News

GETTING TO KNOW GREG MCLAREN

Tue 19 June 2012

Greg McLaren devised and stars in Doris Day Can Fuck Off; an experimental one-man opera challenging social norms, and revealing the lengths which one man will go to in order to achieve freedom of expression. Greg spoke to Soho Theatre about singing, acceptable behaviour and pain in public performance.

Your show is about spending one month entirely in song. How did you come up with this idea?

I wanted to throw myself off a cliff, in a manner of speaking. I wanted to do something with singing because I find it so incredibly nerve-wracking. What was its history? I fantasised about a period in human history before speech – hairy cave people yodelling to each other across a ravine, primitive hunters singing bison over a cliff – and wondered where all those long sounds had gone. Why does there seem to be less singing, or confidence in making long, loud sounds? I thought the best way to explore these questions would be to confront them directly. In a way it’s a reaction to the body based self-harming of ‘traditional’ performance art with an attack on not my body but on my ego/public persona, my nerves, and using not the shared understanding of the body and physical pain, but the shared idea of public performance and humiliation.

Were there any benefits to the experiment? Did it improve your relationships or lead to meeting new people?

Relationships were turned on their heads. Singing things like “Hello, are you Susan? I’m Greg, I’m staying with you for a few days while I work at the Junction theatre.” presents a totally different reality and how people cope with that is fascinating. I recommend singing to someone when you meet them; it’s a good test for soul. Of the people I met, the special ones are heard in the songs or music of the show. The rest, the probably thousands that heard some part of what I was doing, are in the silences. The whole experience made me appreciate the latent voice that people have and how they mostly burn to use it, it’s not doing so that creates such frustration and paranoia in our society.

I got a lot better at improvising singing and lyrics that communicate urgent things. I had some remarkable times singing with others and we shared a lot of knowledge. Hmm, yes, I got to make a show that is a totally honest expression of a profound period of my life, I didn’t expect that. I think that’s a benefit.

Presumably there were negative reactions too?!

Yes! On the whole, the singing period was pretty miserable. It never came to violence but I got moved on a few times, mostly in a very friendly way, oh, apart from the time a security guard realised I was recording what he said. He turned quite serious. By far the most depressing moments were singing to people that didn’t want to sing back, but also wouldn’t be rude, and so just spoke, completely ignoring the fact I was singing, not even asking why, or asking, like one fabulous woman, “Are you really singing?”.

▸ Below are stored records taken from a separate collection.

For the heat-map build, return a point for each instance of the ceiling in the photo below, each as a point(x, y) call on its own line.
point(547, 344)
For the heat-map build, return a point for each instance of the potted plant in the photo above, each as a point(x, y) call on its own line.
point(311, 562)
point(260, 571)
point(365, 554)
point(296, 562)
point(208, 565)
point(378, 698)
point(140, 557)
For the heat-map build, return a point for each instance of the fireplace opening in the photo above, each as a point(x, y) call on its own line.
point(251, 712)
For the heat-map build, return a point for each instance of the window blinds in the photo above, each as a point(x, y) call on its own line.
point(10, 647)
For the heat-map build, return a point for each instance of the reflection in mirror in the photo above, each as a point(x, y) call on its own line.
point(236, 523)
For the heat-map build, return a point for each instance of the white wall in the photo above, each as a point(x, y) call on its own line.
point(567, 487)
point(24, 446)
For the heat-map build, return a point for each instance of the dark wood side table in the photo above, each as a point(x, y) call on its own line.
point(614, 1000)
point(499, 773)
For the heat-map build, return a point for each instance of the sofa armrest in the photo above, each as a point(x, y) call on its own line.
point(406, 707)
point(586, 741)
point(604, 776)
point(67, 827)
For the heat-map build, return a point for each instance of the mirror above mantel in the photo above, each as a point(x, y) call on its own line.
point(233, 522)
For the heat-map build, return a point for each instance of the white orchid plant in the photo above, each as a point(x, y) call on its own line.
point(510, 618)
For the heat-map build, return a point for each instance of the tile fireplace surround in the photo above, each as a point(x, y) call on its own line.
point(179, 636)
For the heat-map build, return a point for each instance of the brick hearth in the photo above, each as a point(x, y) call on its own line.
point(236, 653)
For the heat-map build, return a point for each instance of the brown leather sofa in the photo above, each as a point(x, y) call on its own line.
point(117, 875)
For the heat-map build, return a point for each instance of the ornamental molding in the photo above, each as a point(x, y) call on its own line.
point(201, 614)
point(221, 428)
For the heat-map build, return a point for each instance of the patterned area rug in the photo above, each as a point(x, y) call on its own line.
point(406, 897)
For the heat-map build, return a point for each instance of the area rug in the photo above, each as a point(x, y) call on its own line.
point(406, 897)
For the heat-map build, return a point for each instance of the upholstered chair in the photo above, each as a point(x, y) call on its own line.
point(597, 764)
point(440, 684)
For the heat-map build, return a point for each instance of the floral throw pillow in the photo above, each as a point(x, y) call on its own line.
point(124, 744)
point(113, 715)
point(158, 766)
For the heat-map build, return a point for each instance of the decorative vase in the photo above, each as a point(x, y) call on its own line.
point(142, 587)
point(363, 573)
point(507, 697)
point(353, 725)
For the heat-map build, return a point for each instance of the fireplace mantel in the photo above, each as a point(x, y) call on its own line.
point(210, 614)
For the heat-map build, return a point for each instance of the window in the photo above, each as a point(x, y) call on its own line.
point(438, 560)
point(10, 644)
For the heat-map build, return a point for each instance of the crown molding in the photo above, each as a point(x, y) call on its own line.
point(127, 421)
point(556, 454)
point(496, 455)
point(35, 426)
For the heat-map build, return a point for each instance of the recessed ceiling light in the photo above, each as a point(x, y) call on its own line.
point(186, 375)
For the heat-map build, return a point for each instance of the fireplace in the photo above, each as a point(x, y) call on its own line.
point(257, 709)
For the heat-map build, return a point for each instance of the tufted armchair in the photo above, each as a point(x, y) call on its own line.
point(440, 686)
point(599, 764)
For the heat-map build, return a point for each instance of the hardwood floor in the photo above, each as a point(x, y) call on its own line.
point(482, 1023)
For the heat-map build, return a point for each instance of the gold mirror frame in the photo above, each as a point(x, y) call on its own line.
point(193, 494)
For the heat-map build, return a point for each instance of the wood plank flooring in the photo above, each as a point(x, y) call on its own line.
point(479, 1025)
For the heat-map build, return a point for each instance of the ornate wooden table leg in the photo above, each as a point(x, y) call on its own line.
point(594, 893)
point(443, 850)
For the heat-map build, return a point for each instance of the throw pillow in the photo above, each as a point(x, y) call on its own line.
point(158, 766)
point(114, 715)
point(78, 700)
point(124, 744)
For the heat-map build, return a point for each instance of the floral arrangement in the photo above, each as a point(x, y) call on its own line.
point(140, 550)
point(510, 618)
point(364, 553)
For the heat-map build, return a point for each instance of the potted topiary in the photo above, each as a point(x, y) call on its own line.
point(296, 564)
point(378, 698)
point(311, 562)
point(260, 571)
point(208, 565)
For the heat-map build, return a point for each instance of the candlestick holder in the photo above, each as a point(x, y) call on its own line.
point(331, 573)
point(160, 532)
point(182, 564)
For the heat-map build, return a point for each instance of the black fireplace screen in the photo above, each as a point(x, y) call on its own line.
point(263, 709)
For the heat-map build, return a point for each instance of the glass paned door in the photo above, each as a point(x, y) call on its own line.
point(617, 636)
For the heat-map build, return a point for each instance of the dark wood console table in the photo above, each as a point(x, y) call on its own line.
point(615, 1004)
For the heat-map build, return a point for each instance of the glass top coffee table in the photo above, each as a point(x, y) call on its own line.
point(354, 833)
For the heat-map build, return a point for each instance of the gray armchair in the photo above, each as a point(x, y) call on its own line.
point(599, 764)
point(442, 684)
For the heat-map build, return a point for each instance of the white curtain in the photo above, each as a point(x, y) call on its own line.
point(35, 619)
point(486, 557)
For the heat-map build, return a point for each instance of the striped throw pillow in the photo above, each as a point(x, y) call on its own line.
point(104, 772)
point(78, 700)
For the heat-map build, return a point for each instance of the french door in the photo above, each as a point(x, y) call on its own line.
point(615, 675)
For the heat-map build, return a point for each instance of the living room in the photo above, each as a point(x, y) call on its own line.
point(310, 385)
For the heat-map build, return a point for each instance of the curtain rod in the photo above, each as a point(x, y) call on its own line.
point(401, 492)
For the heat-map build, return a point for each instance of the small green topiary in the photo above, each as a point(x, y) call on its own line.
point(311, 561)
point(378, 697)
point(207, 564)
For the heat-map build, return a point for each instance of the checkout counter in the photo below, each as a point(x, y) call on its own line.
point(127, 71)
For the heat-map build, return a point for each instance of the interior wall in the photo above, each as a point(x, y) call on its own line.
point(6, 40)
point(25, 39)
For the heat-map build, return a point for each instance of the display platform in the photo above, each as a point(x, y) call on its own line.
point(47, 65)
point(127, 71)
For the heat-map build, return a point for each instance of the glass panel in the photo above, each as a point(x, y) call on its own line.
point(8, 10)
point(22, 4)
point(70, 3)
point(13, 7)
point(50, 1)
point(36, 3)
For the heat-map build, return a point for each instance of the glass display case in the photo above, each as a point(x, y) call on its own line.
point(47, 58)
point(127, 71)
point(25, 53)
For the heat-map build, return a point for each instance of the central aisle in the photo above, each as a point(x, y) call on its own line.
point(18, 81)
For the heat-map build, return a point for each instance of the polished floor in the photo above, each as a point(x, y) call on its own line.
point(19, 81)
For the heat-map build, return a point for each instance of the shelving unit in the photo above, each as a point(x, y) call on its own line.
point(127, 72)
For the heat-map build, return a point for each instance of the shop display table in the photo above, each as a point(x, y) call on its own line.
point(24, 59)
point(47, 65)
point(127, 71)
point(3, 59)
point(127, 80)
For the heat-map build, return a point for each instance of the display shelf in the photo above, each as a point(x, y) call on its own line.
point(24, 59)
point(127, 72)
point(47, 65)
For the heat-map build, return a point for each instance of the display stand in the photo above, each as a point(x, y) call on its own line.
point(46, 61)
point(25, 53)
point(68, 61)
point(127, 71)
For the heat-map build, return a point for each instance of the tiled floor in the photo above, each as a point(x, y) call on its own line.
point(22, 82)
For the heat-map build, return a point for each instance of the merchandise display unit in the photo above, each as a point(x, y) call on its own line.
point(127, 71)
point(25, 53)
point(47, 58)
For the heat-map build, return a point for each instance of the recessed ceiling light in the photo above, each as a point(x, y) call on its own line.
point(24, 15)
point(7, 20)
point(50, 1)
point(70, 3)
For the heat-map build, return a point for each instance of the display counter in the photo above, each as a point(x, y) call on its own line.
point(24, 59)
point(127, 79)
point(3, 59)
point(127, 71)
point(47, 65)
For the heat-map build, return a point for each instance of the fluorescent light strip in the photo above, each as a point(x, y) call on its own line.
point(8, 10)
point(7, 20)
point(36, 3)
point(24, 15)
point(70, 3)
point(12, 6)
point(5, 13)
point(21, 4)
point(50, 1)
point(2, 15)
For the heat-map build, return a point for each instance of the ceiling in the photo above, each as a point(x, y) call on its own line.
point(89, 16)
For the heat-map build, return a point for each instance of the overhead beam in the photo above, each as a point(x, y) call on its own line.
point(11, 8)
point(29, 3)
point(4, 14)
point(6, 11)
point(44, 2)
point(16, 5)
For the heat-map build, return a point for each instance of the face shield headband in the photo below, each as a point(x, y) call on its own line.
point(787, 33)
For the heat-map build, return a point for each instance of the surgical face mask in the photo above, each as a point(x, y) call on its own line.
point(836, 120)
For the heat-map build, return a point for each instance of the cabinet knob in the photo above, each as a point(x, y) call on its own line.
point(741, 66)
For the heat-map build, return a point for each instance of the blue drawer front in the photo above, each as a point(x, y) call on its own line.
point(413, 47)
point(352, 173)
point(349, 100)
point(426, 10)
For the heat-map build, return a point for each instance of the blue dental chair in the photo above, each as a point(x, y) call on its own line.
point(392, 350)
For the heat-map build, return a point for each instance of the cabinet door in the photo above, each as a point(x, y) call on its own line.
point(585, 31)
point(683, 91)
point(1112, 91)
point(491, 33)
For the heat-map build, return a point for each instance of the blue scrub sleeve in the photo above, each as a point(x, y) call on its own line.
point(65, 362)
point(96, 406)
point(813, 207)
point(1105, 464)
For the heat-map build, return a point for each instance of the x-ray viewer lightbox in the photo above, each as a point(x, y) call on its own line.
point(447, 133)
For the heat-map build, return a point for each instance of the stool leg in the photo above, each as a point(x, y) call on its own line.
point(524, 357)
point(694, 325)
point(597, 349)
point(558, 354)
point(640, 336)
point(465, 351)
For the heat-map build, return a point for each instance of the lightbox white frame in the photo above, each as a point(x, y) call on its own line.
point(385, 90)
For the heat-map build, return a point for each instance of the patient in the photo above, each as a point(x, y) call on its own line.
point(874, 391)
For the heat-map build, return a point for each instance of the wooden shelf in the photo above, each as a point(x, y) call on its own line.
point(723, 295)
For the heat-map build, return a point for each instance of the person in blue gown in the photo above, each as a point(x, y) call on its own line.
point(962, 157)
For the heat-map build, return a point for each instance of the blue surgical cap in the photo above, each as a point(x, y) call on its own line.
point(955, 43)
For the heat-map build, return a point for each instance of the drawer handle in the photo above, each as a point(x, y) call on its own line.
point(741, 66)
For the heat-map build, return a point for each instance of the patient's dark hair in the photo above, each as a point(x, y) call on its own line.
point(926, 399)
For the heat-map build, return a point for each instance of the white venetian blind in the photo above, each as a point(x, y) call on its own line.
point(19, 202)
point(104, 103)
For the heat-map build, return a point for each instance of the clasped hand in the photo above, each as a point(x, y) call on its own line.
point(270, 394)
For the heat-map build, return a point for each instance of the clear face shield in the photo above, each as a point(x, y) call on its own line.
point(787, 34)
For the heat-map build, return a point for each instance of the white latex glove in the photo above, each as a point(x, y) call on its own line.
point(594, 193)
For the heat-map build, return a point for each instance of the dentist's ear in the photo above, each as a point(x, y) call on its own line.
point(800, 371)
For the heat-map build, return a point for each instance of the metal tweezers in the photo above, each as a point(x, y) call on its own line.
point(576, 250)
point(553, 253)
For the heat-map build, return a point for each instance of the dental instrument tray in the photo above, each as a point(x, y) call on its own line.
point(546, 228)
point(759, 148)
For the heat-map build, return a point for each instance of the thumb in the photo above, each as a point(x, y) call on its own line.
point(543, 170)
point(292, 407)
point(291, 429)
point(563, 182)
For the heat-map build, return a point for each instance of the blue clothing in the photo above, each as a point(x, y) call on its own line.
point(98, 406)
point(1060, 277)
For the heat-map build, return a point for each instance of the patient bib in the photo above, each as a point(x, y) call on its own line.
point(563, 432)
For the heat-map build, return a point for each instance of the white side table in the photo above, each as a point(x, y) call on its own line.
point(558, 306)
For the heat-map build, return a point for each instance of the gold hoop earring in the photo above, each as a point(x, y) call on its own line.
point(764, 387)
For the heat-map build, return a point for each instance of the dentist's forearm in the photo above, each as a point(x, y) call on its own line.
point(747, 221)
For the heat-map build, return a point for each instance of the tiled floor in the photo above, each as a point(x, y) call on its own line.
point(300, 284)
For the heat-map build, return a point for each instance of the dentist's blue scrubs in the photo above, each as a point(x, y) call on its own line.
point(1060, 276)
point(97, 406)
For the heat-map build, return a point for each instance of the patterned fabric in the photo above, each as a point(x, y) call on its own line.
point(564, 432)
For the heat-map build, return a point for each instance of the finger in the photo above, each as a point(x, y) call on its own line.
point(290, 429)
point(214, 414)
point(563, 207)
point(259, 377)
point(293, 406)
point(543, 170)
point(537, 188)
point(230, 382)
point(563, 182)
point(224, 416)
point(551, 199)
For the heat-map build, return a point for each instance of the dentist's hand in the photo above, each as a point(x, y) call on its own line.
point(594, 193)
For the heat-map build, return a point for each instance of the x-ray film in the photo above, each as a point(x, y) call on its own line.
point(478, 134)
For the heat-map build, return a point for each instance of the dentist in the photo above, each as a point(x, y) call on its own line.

The show addresses conformity and vulnerability in stepping outside the norm. How did it feel to be viewed as ‘different’ by the world?

It’s not so nice on the fringes of acceptable behaviour. I suppose the closest comparison would be to a touretic cousin that comes to visit for a while, and though terribly charming, is very annoying and disturbs your normal mode of communication. I became a lot more sympathetic to the people in society that are invisible, you know, buskers, beggars, freaks. I felt at times like I was fading out from reality – people had made a collective decision to banish me from their collective consciousness, and I, although apparent, was inconsequential. It’s fucked up, it’s simply a question of market context: sing without a hat in front of you and you’re an incomprehensible mad man. Put a hat down, and you can shove a ferret up your trousers playing a conch, or some other mad shit, and everyone gets it.

Any favourite song lyrics you’d like to share?

A Taiwanese classical singing student at Birmingham Conservatoire sang to me that I could “Live in the world while it’s spinning”, I think she meant live in the word, but either way it’s so beautiful.

Would you do it again?

Yes, but in different places around the world. Actually, I think it would make a great radio show. Any radio producers out there want to take me up on that?